The bond raised $7 million in private investment which Uniting Director of Resilient Families Bob Mulcahy says is being used to deliver and expand the program.
“There are now eight Uniting Newpin centres operating across Sydney and regional NSW which work with families to inspire good parenting, encourage the value of positive parent-child relationships, and raise the self-esteem of individual parents,” he says.
Ryan says after FACS referred him and his partner to Newpin, his life started to rapidly turn around.
“It gave me reassurance because you know when you’re in that situation, you feel helpless,” he says.
“You’ve got no one to turn to, you just don’t know what to do. Coming here to Newpin was the best thing for me because it got independent people to see me with my kids.
“My kids have now been back with me for over 12 months, it has been a huge journey you know, but things are very different now. If it wasn’t for Newpin, I don’t think I would have got my kids back.”
Ryan’s story was shared at the launch of a new Uniting Newpin Centre in Hurstville in December. The new centre reflects the spirit of the Newpin program. It provides families and their support workers a warm and friendly space where they can work through the issues together.
SVA Director, Impact Investing Elyse Sainty said the new centre will give more families access to Newpin’s lifechanging services.

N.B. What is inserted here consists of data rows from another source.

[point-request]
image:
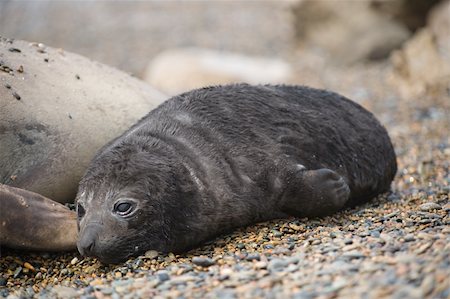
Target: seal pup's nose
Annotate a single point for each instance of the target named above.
(86, 242)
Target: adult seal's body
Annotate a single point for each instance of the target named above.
(213, 159)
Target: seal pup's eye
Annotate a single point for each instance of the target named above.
(124, 207)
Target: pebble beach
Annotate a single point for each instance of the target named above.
(396, 246)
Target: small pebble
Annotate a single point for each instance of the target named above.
(16, 95)
(429, 206)
(74, 261)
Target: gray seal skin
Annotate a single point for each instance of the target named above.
(218, 158)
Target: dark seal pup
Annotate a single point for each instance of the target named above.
(217, 158)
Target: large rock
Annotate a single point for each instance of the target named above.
(424, 61)
(56, 110)
(347, 31)
(178, 70)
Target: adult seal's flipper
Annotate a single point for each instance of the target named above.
(33, 222)
(312, 193)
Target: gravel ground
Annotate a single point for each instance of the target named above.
(397, 246)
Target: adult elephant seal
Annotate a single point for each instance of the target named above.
(56, 110)
(213, 159)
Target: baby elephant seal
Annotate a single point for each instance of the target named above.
(217, 158)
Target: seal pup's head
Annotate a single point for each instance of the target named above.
(133, 199)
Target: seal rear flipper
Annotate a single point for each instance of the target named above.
(33, 222)
(314, 193)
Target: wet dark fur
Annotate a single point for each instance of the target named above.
(243, 143)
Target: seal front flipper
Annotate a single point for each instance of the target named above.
(312, 193)
(33, 222)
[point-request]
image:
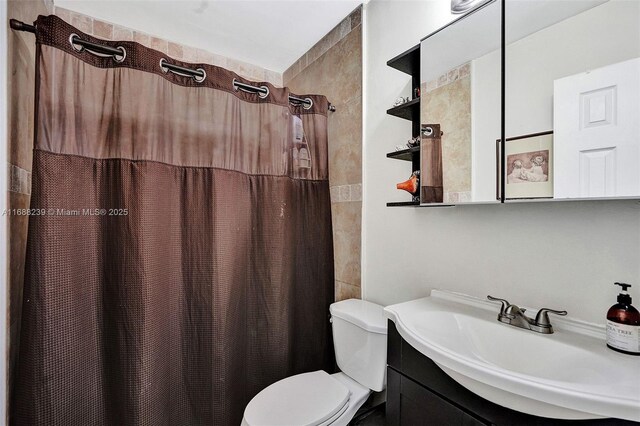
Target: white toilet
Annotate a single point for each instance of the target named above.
(320, 399)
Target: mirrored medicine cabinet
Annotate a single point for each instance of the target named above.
(532, 100)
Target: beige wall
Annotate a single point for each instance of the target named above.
(21, 91)
(333, 67)
(112, 31)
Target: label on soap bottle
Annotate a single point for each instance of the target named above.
(624, 337)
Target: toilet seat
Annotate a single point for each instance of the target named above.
(309, 399)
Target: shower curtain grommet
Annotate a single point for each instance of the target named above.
(162, 66)
(308, 104)
(73, 45)
(198, 79)
(124, 55)
(265, 94)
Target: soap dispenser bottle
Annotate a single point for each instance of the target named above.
(623, 324)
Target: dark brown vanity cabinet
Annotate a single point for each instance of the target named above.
(420, 393)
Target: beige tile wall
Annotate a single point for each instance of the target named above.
(333, 67)
(446, 100)
(110, 31)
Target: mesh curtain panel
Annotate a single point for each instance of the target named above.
(182, 258)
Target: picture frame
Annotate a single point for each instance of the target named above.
(528, 166)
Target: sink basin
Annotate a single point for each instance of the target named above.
(570, 374)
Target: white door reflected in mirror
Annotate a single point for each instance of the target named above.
(597, 132)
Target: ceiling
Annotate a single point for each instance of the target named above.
(272, 34)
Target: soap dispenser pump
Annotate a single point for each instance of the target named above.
(623, 324)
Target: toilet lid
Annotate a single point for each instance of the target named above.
(302, 400)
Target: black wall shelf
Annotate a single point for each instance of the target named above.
(404, 204)
(408, 62)
(409, 110)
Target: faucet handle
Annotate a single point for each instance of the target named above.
(542, 318)
(505, 303)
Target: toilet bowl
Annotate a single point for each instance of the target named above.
(318, 398)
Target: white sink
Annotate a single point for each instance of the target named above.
(570, 374)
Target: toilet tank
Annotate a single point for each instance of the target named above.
(360, 341)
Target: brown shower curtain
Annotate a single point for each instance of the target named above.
(179, 258)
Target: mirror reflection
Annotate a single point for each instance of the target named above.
(573, 73)
(572, 103)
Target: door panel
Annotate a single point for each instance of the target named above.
(597, 132)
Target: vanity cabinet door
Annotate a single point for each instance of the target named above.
(409, 404)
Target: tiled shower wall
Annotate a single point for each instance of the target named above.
(333, 67)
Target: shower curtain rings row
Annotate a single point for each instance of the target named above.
(199, 74)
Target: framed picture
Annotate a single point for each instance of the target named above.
(529, 166)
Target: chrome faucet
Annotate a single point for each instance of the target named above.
(513, 315)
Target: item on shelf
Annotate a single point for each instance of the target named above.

“We are delighted that the Newpin Social Benefit Bond has helped make this possible,” she says.
New South Wales Minister for Family and Community Services Pru Goward said Newpin, which is now in its fifth year, has a strong record of delivering positive outcomes for families.
“Newpin helps break the cycle of destructive relationships and supports families to live together safely,” she says.
*Ryan’s real name has been withheld to protect his, and his family’s, privacy.